E.g., in pg_hba.conf:
host all all 0.0.0.0/0 md5
This tells postgres to accept incoming connections from any IP address (you'll probably want to lock this down to something like 192.168.0.0/16.
You'll also need to change the value of listen_addresses in postgres.conf:
listen_addresses = '*' # what IP address(es) to listen on;
Once you've made these configuration changes, you can check to see if postgres is listening to all requests from all IPs inside your docker container:
netstat -tunlp
Active Internet connections (only servers)
Proto Recv-Q Send-Q Local Address Foreign Address State PID/Program name
tcp 0 0 0.0.0.0:5432 0.0.0.0:* LISTEN 816/postgres
tcp6 0 0 :::5432 :::* LISTEN 816/postgres
And then from your host, make sure you can telnet into port 5432:
telnet 192.168.x.x 5432
Trying 192.168.x.x...
Connected to 192.168.x.x.
Escape character is '^]'.
As Chris McKinnel points out, forwarding ports to the host doesn't work like that.
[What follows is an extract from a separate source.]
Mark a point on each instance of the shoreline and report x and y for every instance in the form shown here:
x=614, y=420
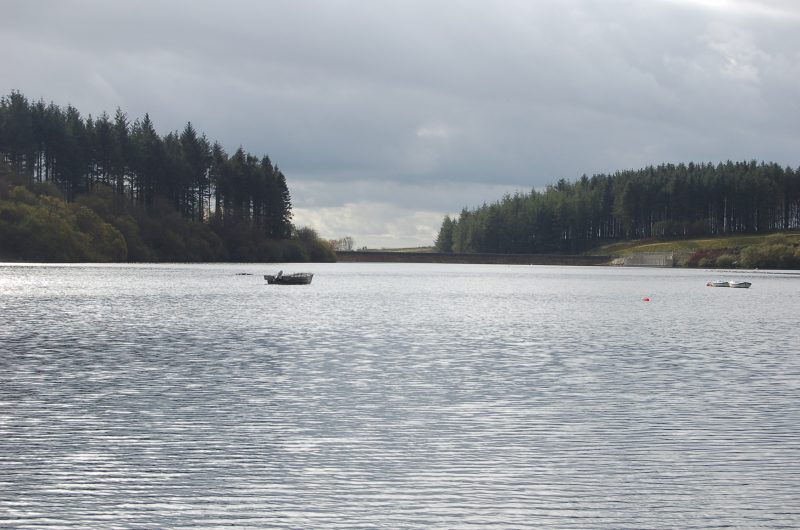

I wanted to give you a second solution as an alternative to his: Links.
https://docs.docker.com/userguide/dockerlinks/
So you could do something like:
docker run -d -P --name tomcat --link postgres:postgres apache/tomcat apachectl start
... which, assuming your PostgreSQL container was named "postgres", would allow you to connect directly from the Tomcat container.
Note that this only works if both containers are on the same machine, but it sounds like they are.